Oracle by the numbers
Oracle shared a number of data points regarding its own ESG performance. Executives noted the following goals for 2025:
- 100% renewable energy use for Oracle Cloud and Oracle Operations
- 25% reduction in employee air travel emissions
- 100% of key suppliers has an environmental program in place
- 80% of key suppliers has emission reduction targets in place
- 33% reduction in potable water and waste to landfill per square foot
- Be carbon neutral
The company is also aiming for a 50% reduction in total emissions by 2030 and to be net zero by 2050.
So, how has Oracle done so far? Executives reported:
- 3 million pounds of retired hardware assets were collected for recycling or reuse in FY22 with 99.9% reused or recycled
- 88% of Oracle’s key direct manufacturing suppliers (representing 80+% of spend) have energy or carbon reduction goals in place
- 22% increase in renewable energy use in 2021 over the previous year
- And, 100% renewable energy used in 16 regions for Oracle Cloud data centers
That data center claim got my attention as it was, in one Oracle executive’s, ‘a slam dunk’ for Oracle. The company chose to locate its Oracle Cloud data centers near hydroelectric, solar farm, wind farm and/or geothermal energy sources. These cloud data centers represent Oracle’s biggest single energy consumption item. (see image below)

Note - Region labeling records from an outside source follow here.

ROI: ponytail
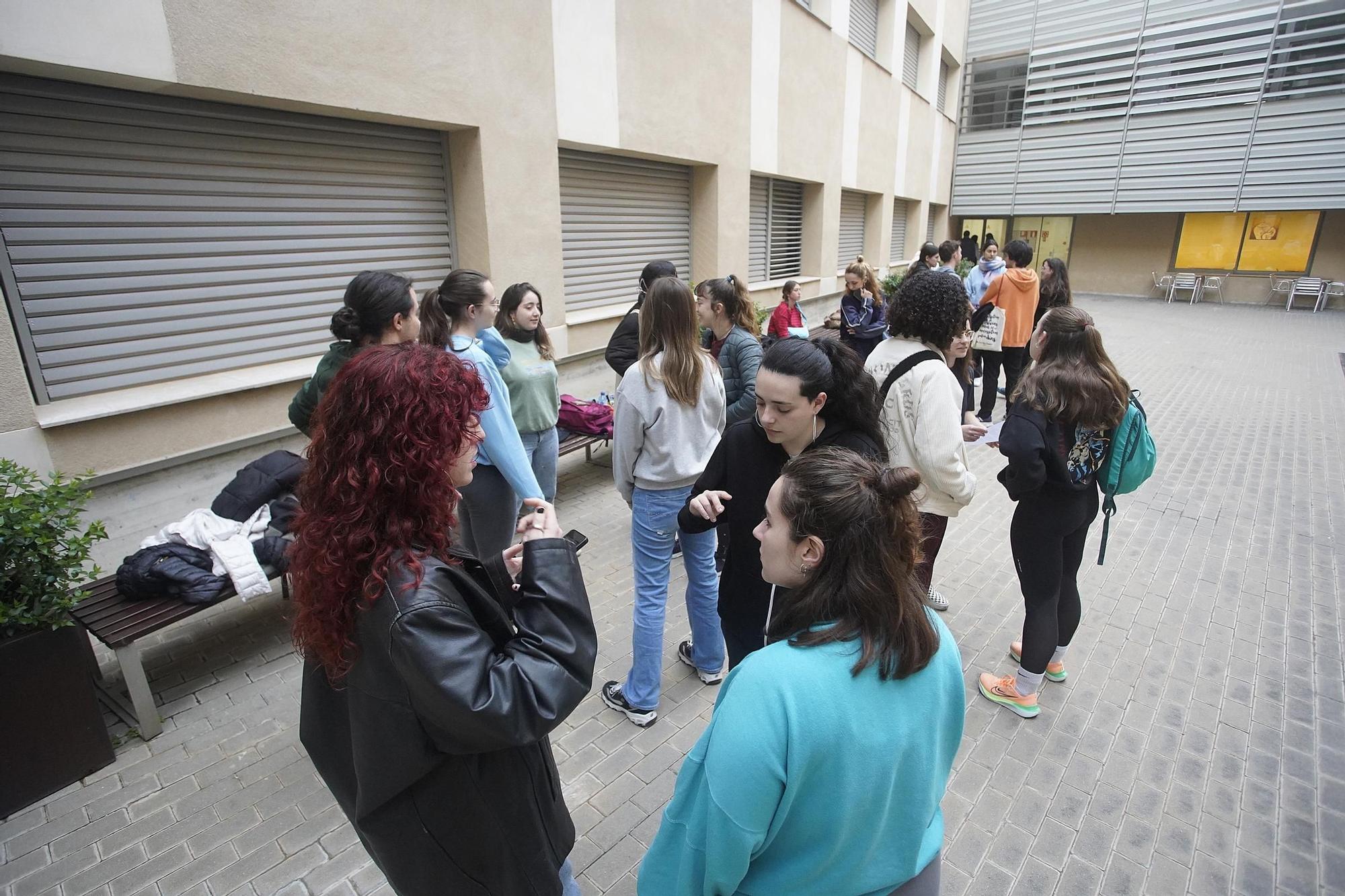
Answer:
[845,255,882,308]
[695,274,761,336]
[761,337,886,455]
[420,268,488,348]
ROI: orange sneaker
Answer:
[1009,641,1069,681]
[981,673,1041,719]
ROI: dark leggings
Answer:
[916,512,948,598]
[1009,489,1098,676]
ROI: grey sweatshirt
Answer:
[612,352,724,505]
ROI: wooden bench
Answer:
[70,576,289,740]
[560,432,608,464]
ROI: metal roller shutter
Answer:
[850,0,878,59]
[888,199,907,265]
[769,179,803,280]
[748,175,771,282]
[561,149,691,311]
[901,22,920,90]
[0,75,452,402]
[837,190,866,269]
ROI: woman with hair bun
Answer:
[678,339,886,669]
[289,270,420,436]
[695,274,761,425]
[639,449,964,896]
[841,255,886,360]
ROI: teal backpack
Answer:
[1098,391,1158,567]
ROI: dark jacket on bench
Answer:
[300,538,597,896]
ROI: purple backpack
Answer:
[557,395,612,438]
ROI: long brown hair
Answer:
[495,282,555,360]
[845,255,882,308]
[1013,305,1130,429]
[640,277,714,406]
[767,448,939,681]
[695,274,761,336]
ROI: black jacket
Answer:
[998,401,1107,501]
[300,538,597,896]
[603,296,644,376]
[677,417,884,638]
[210,451,308,522]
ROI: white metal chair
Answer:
[1167,274,1200,302]
[1284,277,1326,311]
[1266,274,1294,305]
[1149,270,1173,298]
[1190,274,1228,304]
[1313,280,1345,313]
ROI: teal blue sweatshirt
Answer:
[638,611,966,896]
[449,327,542,499]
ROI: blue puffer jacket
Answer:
[701,324,761,426]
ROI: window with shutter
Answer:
[837,190,866,270]
[901,22,920,90]
[850,0,878,59]
[748,175,803,282]
[561,149,691,311]
[888,199,908,265]
[0,75,453,402]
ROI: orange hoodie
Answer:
[981,268,1041,348]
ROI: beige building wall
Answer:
[0,0,967,478]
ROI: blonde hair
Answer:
[640,277,714,406]
[845,255,882,305]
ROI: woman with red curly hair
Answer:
[289,344,597,896]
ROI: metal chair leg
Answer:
[116,645,164,740]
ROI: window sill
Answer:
[748,274,822,292]
[565,298,635,327]
[36,355,321,429]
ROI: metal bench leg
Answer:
[116,645,164,740]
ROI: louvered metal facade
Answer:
[888,199,909,263]
[901,22,920,90]
[748,175,803,282]
[952,0,1345,214]
[0,75,453,402]
[837,190,868,269]
[561,149,691,309]
[850,0,878,59]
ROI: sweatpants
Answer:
[1009,489,1098,674]
[457,463,518,560]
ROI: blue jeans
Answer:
[518,426,561,506]
[561,858,584,896]
[621,486,724,709]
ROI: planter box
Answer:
[0,626,114,818]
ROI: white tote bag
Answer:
[971,308,1005,351]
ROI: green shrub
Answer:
[0,458,108,639]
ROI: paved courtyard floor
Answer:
[0,298,1345,896]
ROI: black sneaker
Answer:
[677,638,724,685]
[603,681,659,728]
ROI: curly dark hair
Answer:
[888,270,971,348]
[289,343,490,682]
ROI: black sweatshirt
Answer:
[998,401,1111,501]
[677,417,884,637]
[603,296,644,376]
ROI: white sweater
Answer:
[612,352,725,505]
[863,336,976,517]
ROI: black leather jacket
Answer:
[300,538,597,896]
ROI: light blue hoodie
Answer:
[963,258,1005,307]
[636,611,966,896]
[449,327,543,501]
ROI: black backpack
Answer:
[878,348,943,406]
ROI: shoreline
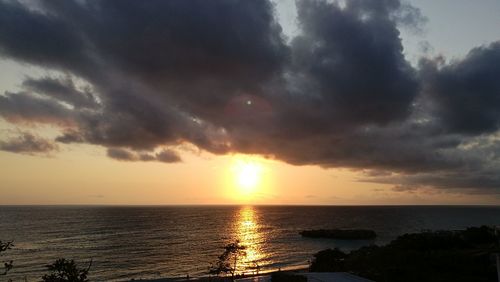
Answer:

Oracle executives also highlighted a number of social targets and programs. More specifically, they noted:
- Oracle employees are involved in a number of volunteer opportunities and are given time to pursue these
- Oracle Education Foundation to teach young people technical skills
- Oracle Academy provides free computing training in 130 countries
- Oracle Giving supports thousands of non-profits globally
- Oracle Workforce supports diversity and accessibility initiatives
Oracle has also won awards for:
- Its diversity efforts
- Its employment of women
- Supporting the disabled community
- Support for LGBTQ, veterans, Generation Z and more
Oracle clearly sees that ESG has a long-life and will require ever more sophisticated applications to meet the ever growing regulatory requirements. Its vision and solutions are multi-faceted and will add value to those customers who want to do much more than simply meet short-term regulatory requirements.
Oracle has some competition for an ESG solution set, but that market is surprising immature and not universally supported by application software vendors. For some software firms, in fact, they’ve left the development of ESG solutions to their software or implementation partners to create. Bolt-on or incremental solutions are often the first wave of net-new solutions but given the all-encompassing impact of ESG requirements on the totality of an enterprise, a more complete, integrated product set will likely follow.
There is a lot Oracle can leverage within its OCI, Fusion Apps, analytics and other products. Time will tell how much Oracle will continue to invest in these solutions and what kind of customer adoption will follow. Given that regulatory requirements keep moving more down-market (and that larger firms are demanding ESG data from ever smaller suppliers), the customer adoption should continue to grow.